= Informational listening =

Listening focused on understanding a message

The process of informational listening focuses on the ability of an individual to understand a speaker's message. It is a huge part of everyday life, and failing to understand the concept of informational listening can be very detrimental to one's quality of life and to their contribution to society. Much of the listening people engage in on a regular basis falls under the blanket of listening for information. In the office, people listen to their superiors for instructions about what they are to do. At school, students listen to teachers for information that they are expected to understand for quizzes and tests. In all areas of life, informational listening plays a huge role in human communication.

==Potential hindrances==
When listening to a person's message, it is common to overlook aspects of the conversation or make judgments before all of the information is presented. This lack of effective comprehension is detrimental to communication and is illustrated effectively by several specific obstacles. Chief among these obstacles are confirmation bias and the vividness effect, both of which distort the speaker's message by severely affecting the perception of a particular topic.

===Confirmation bias===
Confirmation bias is the tendency to pick out aspects of a conversation that support one's own beliefs and values. This psychological process proves to have a detrimental effect on communication for several reasons.

First, confirmation bias tends to become involved in conversation before the speaker finishes his/her message. As a result, an opinion is formed without first obtaining all pertinent information. This, in turn, leads to uneducated thinking and fallacious judgments that could later affect others.

Second, confirmation bias detracts from a person's ability to be open-minded. For example, when listening to a statement, an individual may hear something at the beginning of the conversation that arouses a specific emotion. Whether this is anger or frustration or anything else, it could have a profound impact on that person's perception of the rest of the conversation. If they were to become angry about a statement the speaker made early in the conversation, they would likely be averse to accepting arguments presented later in the discourse.

To combat this bias and its consequences, an individual must be aware of it and its effects.

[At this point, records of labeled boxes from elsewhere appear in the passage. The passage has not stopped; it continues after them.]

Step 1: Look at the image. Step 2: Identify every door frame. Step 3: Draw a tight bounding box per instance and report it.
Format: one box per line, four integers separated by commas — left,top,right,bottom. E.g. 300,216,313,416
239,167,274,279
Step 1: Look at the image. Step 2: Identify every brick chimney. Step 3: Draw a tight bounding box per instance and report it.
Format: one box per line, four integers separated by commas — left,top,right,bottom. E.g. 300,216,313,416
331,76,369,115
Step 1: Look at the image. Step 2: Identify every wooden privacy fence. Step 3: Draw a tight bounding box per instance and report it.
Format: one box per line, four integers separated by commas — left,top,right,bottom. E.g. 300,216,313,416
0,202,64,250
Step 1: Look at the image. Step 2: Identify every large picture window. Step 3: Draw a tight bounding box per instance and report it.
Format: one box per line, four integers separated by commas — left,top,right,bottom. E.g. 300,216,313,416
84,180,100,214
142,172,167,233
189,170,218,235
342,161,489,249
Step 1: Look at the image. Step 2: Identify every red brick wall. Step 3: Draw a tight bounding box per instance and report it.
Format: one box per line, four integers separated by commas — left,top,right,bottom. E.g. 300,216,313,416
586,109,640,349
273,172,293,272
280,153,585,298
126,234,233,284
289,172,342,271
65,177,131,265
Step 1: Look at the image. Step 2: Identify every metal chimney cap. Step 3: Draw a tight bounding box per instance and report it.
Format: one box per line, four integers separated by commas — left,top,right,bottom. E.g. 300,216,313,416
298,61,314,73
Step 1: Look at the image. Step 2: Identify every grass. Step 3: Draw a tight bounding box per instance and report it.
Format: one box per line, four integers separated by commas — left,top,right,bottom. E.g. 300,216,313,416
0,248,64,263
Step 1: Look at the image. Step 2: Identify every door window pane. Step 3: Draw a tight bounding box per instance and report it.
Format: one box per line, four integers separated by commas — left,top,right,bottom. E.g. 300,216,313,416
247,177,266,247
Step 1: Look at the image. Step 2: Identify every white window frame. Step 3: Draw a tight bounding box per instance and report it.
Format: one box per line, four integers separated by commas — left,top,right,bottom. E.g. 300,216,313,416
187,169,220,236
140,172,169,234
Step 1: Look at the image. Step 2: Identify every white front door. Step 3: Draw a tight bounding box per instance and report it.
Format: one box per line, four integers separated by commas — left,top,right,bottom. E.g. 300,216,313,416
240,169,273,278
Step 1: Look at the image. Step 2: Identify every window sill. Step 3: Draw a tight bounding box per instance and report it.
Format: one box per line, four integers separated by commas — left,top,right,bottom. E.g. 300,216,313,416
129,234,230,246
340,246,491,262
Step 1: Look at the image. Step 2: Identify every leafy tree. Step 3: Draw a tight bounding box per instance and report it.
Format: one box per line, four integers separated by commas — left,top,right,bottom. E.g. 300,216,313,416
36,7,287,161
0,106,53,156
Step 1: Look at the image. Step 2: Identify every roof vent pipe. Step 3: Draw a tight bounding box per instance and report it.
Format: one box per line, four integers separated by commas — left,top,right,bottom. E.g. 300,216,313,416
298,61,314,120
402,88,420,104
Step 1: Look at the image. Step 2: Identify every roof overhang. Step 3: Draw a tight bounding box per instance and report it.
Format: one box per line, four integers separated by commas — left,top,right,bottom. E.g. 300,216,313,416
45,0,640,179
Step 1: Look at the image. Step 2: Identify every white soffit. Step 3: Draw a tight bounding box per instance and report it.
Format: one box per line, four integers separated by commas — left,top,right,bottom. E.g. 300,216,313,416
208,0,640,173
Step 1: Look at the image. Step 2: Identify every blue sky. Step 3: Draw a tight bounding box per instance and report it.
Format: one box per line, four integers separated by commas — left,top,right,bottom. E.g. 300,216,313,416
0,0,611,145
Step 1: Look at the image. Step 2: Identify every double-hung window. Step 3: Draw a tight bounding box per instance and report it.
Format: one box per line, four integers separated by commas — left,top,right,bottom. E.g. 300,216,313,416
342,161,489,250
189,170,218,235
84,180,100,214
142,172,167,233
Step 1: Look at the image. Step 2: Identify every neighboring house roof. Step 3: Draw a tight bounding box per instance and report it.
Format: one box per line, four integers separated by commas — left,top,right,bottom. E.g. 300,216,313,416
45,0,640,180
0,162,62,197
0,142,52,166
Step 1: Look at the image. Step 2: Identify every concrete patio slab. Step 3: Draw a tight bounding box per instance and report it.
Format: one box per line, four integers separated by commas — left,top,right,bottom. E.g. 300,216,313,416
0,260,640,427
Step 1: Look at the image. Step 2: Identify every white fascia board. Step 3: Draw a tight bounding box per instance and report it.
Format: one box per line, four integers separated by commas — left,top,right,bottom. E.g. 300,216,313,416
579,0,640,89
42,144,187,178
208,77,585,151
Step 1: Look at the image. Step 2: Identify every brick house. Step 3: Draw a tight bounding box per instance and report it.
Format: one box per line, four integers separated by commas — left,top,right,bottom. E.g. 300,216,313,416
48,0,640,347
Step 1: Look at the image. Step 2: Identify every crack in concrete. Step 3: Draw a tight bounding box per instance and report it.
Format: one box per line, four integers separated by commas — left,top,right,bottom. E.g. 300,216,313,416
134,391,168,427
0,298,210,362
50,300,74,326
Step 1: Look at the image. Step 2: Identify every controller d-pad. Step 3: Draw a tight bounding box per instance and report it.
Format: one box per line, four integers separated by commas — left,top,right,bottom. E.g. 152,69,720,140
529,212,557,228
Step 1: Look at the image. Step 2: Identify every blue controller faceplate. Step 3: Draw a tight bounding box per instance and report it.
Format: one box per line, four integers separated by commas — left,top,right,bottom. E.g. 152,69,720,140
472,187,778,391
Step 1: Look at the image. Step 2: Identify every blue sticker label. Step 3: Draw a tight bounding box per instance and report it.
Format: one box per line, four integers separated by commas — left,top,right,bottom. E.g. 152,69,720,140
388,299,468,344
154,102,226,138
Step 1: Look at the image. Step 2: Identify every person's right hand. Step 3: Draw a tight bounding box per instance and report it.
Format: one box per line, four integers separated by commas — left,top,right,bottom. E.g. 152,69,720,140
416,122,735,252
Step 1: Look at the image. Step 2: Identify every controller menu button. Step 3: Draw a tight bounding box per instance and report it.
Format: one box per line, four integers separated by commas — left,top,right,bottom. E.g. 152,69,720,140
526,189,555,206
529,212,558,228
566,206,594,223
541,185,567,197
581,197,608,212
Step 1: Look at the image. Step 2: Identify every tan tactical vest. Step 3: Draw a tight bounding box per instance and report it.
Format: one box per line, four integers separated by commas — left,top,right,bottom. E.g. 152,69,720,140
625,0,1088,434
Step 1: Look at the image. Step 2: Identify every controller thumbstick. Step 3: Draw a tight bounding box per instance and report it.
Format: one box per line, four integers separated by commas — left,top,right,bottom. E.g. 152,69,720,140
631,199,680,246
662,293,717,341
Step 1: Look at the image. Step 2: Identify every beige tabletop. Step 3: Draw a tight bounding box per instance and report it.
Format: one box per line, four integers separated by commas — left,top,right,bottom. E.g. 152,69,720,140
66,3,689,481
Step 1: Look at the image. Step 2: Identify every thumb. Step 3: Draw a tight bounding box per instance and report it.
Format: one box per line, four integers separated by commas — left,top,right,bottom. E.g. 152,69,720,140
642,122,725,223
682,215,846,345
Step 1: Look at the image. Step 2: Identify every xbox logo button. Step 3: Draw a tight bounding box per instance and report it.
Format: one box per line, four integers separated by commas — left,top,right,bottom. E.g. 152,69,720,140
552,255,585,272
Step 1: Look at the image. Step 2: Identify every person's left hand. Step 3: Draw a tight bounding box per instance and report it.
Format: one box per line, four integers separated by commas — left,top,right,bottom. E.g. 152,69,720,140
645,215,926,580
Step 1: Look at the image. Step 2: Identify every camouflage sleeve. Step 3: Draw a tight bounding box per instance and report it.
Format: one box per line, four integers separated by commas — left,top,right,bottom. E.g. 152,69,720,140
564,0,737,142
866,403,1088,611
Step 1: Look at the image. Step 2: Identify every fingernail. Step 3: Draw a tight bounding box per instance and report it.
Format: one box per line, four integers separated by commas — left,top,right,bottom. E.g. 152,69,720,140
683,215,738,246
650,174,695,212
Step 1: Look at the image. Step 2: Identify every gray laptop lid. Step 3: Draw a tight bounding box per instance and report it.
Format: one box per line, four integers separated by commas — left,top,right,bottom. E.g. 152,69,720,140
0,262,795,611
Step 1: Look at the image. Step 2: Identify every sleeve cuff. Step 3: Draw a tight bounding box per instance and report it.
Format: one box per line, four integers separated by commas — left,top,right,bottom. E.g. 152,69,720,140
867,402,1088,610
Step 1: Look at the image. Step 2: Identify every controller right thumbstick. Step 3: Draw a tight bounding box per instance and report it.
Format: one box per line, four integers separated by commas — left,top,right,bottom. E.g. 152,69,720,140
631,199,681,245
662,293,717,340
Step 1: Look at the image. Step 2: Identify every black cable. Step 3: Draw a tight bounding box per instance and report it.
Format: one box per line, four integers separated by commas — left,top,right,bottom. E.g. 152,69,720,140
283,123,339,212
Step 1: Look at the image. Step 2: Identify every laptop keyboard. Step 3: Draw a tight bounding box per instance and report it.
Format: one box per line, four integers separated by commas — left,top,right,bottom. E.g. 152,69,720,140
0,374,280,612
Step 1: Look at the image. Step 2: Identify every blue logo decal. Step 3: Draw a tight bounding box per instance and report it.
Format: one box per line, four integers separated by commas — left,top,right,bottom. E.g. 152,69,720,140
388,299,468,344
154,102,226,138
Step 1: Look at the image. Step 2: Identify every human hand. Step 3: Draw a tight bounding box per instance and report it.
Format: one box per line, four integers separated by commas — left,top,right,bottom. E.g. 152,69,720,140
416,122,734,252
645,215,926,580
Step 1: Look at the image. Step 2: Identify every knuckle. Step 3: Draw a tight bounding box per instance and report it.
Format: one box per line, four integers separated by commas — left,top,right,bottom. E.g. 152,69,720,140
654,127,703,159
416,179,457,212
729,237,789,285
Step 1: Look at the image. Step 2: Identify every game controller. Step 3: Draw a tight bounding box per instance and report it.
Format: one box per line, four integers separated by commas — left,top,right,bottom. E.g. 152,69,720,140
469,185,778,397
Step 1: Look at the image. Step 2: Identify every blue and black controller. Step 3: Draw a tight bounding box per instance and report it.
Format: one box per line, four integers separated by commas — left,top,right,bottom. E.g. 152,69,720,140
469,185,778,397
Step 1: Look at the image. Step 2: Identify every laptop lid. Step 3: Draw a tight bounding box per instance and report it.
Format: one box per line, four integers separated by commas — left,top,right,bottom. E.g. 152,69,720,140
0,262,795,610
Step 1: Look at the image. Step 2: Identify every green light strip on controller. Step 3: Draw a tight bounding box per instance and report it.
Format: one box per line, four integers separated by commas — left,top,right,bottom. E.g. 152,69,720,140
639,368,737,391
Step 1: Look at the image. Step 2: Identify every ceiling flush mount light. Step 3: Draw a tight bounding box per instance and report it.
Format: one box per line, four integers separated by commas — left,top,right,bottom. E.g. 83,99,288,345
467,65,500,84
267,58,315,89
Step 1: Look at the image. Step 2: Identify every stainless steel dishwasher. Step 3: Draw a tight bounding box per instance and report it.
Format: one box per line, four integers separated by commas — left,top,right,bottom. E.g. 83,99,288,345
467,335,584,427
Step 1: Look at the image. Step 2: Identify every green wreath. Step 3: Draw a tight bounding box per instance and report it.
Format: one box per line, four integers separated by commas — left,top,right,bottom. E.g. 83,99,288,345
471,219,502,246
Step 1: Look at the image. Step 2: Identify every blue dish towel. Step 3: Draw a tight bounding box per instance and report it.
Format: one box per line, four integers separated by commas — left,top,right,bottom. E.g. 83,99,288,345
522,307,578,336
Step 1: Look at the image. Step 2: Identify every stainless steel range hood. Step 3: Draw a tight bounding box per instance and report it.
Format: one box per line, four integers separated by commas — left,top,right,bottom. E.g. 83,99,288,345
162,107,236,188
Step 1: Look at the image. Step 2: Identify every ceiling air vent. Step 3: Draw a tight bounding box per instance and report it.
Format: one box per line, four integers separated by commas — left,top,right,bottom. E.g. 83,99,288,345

With this knowledge, an individual can learn to critically judge both sides of an argument before coming to a conclusion.

===Vividness effect===
The vividness effect explains how vivid or highly graphic and dramatic events affect an individual's perception of a situation. This phenomenon has been amplified by the media in recent decades. With the use of media technology, graphic images can be used to portray an event. While this makes the process of receiving news easier and more enjoyable, it can also blow a situation out of proportion. One year after the Columbine High School massacre, about 60 percent of the people who responded to a survey by USA Weekend said that they felt a shooting was likely at their own school. The reality was much different; in fact, the likelihood of a school shooting is negligible across America.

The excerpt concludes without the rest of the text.